I’m delighted to welcome code, documentation, tests and bug report from the many icd
package users. I love feedback on how people are using the package. Feel free to email me or write soemthing in github. If you want icd
to work differently, or do new things, then the best way is to file a github issue: there are probably others who have the same or similar needs, and they, or I, may have already thought about them.

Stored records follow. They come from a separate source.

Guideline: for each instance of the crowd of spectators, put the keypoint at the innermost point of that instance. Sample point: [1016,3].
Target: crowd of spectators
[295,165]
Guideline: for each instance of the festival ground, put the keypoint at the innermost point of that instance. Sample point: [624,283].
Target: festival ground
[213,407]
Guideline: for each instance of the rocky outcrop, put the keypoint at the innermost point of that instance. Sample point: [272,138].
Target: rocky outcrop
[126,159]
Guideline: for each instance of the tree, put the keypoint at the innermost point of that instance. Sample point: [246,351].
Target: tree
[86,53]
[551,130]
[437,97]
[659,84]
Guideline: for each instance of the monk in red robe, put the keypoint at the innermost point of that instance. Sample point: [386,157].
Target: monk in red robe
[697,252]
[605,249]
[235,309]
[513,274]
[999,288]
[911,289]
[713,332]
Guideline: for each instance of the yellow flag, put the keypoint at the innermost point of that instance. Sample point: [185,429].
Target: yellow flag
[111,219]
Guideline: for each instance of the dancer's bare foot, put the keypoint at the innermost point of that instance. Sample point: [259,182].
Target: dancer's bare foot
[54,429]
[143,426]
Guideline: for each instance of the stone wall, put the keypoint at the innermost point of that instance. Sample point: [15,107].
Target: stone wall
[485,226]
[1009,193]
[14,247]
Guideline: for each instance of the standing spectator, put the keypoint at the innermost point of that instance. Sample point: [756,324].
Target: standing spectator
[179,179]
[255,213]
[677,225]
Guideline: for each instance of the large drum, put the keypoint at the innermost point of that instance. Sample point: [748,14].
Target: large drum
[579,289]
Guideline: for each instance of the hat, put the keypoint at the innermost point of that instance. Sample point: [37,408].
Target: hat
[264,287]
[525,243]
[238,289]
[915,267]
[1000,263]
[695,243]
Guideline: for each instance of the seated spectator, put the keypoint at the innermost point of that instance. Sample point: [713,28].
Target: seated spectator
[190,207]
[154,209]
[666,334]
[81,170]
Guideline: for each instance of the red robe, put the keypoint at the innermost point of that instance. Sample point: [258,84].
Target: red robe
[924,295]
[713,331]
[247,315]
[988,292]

A substantial amount of code has now been contributed to the package. Contributions of any kind to icd
are very welcome. See the GitHub issues page to see open issues and feature requests. Documentation, vignettes and examples are very welcome, especially if accompanied by real-world data.
To build icd
, Rcpp
must be compiled from source. This happens automatically on Linux, but on Mac and Windows, the following may sometimes be required, especially after upgrading R itself. This is a limitation of the R build system.
{r eval = FALSE, echo = TRUE} install.packages("Rcpp", type = "source")
If you find that an ICD code doesn’t give the comorbidity or description you expect, this is an issue! If some code runs too slowly to be useful, this is also an issue. As people run more and more real world data through icd
, more problems will undoubtedly pop up, and may be trivial to fix, so please share these experiences with other users by making github issues.
The github issues also sketch out future plans and suggestions for the package.
Contributions should follow the coding standard seen elsewhere in the package, which is defined by both the general recommendations of Hadley Wickham, and the .lintr
file in the project root directory. I’d prefer that new dependencies aren’t included unless absolutely necessary.